Every saccadic eye movement that we make rapidly shifts the image of the world on our retina. Yet, we generally perceive our visual world to be stable. How is this possible? The aim of this thesis is to obtain a better understanding of the processes and mechanisms involved in visual stability.

It has been suggested that the brain anticipates the retinal image shifts by remapping the neural image. Neurophysiological evidence suggests that this remapping occurs before saccade initiation. Behaviorally, a signature of the remapping process is seen in the location errors of visual stimuli that are presented at the moment of saccade execution. Would these errors also occur when a planned saccade is withheld just before its execution? Findings in this thesis indicate that visual stability is not compromised with planned, but abruptly cancelled, saccades. This means that saccade execution is a prerequisite for remapping, which rejects various models and constrains neural substrates.

This conclusion was thus based on planned saccades that never happened. For the analysis, we had to roughly estimate when the cancelled saccades would have happened, on the basis of previous performance. While this worked out well, in a subsequent study we explored a technique that may offer a way to determine exactly when movement cancellation is occurring and what the underlying reaction time would have been. We performed an experiment using whole-arm reaching movements and recorded (intra)muscular activity using electromyography (EMG). A reason why we studied arm muscles instead of eye muscles is that actions develop slower because of the arm's inertia. Also, because of the inertia, an active braking pulse is required to halt a developing movement, which could be picked up with EMG. Indeed, we found traces in the EMG signal that revealed the moment of movement initiation and cancelation, even at instances when no overt movement was made. Having established this, future experiments could be devised that exploit this neuromuscular marker to understand perception–action relationships in health and disease.

In the final study we return to the question of visual stability. When we look around we make 'snapshots' of the visual world. Somehow these snapshots are integrated into one coherent representation. It is known that during saccades people often fail to detect whether visual objects remain stable or move. How are the pre-saccadic and post-saccadic images combined in the computations for visual stability?
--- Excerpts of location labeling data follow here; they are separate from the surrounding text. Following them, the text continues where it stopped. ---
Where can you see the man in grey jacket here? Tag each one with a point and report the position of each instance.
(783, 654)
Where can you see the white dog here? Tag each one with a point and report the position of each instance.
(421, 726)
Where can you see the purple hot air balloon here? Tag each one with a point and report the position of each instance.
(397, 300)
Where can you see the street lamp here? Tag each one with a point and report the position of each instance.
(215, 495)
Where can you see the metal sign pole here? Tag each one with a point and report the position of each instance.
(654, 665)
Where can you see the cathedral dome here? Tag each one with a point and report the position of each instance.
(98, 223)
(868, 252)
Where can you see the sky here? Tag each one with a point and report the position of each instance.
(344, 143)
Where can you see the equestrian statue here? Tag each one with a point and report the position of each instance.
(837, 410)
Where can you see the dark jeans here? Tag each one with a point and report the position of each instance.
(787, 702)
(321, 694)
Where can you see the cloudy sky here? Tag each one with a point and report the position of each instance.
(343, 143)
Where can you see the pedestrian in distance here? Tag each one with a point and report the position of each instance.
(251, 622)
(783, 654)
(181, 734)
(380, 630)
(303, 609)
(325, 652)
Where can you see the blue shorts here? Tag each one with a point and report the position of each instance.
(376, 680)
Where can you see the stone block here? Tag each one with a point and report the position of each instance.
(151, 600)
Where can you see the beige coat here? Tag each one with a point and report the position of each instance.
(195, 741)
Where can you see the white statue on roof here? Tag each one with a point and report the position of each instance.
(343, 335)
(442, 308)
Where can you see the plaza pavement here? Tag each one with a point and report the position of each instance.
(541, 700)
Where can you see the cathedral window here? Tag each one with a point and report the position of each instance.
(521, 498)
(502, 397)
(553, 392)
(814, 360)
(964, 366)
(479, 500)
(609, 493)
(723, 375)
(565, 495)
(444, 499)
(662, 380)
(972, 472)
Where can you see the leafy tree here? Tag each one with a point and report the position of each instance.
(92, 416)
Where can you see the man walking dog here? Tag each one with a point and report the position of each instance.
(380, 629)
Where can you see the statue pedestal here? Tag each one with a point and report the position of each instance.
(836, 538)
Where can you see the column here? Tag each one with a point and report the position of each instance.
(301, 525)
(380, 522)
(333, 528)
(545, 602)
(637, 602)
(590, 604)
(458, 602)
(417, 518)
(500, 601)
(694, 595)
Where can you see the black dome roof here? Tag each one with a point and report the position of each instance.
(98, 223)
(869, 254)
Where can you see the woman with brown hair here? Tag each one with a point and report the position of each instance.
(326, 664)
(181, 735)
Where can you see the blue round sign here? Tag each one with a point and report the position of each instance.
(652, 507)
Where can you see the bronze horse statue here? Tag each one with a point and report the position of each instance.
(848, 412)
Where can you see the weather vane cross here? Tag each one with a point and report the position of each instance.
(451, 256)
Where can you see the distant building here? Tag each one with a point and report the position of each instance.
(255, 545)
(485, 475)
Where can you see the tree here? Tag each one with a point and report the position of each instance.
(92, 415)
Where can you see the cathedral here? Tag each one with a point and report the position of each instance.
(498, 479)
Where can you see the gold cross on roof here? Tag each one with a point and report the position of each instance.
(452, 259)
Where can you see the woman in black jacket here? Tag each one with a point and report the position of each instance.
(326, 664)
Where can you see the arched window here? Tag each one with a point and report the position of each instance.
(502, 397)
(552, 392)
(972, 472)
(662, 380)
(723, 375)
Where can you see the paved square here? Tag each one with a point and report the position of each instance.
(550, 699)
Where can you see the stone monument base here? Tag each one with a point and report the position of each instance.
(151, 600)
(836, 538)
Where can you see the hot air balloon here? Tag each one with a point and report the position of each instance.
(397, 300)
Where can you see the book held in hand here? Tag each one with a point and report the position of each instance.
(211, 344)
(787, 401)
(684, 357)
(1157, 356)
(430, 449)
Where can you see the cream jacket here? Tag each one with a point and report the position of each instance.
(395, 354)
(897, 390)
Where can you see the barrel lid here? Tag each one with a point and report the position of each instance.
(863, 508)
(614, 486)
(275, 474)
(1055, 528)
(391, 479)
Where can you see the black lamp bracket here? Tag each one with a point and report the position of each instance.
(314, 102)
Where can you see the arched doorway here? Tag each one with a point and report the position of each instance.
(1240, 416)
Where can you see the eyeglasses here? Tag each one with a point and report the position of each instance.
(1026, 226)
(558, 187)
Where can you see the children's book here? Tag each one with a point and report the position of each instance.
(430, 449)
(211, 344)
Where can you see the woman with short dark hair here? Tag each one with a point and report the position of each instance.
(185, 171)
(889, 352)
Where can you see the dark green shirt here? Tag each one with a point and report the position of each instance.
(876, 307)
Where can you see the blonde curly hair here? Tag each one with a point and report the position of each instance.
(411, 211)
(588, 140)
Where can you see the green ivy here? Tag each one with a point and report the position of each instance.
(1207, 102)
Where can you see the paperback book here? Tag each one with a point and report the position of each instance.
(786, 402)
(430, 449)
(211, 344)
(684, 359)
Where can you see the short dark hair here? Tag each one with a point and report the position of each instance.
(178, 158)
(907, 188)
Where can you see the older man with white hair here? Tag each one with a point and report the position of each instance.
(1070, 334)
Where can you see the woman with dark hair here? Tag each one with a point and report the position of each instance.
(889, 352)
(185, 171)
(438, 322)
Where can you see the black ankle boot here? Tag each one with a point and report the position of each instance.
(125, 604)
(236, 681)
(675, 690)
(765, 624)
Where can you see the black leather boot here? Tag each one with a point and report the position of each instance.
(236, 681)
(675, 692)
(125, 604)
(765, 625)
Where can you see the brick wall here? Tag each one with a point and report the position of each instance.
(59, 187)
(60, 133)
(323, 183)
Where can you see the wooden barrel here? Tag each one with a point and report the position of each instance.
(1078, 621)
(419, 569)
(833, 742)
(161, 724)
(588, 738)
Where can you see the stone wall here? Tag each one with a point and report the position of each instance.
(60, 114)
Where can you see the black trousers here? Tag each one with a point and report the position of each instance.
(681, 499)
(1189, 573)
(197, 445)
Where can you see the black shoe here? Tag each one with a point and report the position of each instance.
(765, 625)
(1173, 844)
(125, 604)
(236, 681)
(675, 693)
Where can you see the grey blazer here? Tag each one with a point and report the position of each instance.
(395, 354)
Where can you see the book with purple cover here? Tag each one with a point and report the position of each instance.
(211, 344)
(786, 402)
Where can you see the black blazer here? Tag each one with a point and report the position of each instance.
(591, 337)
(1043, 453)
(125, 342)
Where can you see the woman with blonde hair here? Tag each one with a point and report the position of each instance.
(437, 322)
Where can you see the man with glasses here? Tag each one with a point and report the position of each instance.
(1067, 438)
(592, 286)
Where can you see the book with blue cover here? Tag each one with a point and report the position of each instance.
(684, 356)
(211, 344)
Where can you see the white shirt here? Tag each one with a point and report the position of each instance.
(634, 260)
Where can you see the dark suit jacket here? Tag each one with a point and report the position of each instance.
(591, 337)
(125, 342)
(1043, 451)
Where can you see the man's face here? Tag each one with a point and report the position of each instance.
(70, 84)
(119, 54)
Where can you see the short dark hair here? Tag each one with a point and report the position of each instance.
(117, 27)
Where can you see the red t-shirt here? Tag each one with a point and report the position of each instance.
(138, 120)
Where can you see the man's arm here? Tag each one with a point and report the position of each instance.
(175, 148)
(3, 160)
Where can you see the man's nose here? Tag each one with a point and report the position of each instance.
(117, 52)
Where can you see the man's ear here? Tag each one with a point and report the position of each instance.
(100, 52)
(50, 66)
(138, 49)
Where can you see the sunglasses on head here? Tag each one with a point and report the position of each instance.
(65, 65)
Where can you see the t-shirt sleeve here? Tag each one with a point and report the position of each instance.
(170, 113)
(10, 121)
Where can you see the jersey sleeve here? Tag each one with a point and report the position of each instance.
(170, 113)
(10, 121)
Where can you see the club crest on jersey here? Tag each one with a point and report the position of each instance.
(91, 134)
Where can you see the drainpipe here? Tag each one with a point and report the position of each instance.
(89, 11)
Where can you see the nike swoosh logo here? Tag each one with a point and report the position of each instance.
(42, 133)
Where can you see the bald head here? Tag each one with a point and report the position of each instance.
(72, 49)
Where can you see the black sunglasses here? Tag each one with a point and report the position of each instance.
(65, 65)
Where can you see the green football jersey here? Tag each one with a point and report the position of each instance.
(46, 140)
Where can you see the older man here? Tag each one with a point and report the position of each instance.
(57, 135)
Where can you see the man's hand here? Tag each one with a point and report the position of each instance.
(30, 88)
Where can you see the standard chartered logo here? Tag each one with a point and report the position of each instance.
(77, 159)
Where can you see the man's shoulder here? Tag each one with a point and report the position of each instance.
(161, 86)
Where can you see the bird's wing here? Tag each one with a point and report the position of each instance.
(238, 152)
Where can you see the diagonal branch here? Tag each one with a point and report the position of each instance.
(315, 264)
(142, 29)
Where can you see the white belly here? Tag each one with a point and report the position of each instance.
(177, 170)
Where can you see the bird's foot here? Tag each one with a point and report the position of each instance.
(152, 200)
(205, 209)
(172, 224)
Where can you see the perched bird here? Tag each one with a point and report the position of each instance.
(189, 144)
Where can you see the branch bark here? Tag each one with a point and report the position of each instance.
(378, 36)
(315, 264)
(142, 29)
Findings in this thesis indicate that the brain exploits a Bayesian inference process with two causal structures: the object remained stationary or the object moved. Interestingly, instead of choosing one structure, each combined representation reflected a weighted average of both. This demonstrates that the brain actually follows a statistically optimal strategy: rely on each structure (object stationary or object moved) as much as there is evidence for that structure. This provides insight in how the brain deals with uncertainty regarding visual stability.

In a concluding chapter, the concept of 'a point of no return' in movement cancelation, a potential function of early neural remapping, and the generalizability of the Bayesian inference model are discussed, together with suggestions for future research.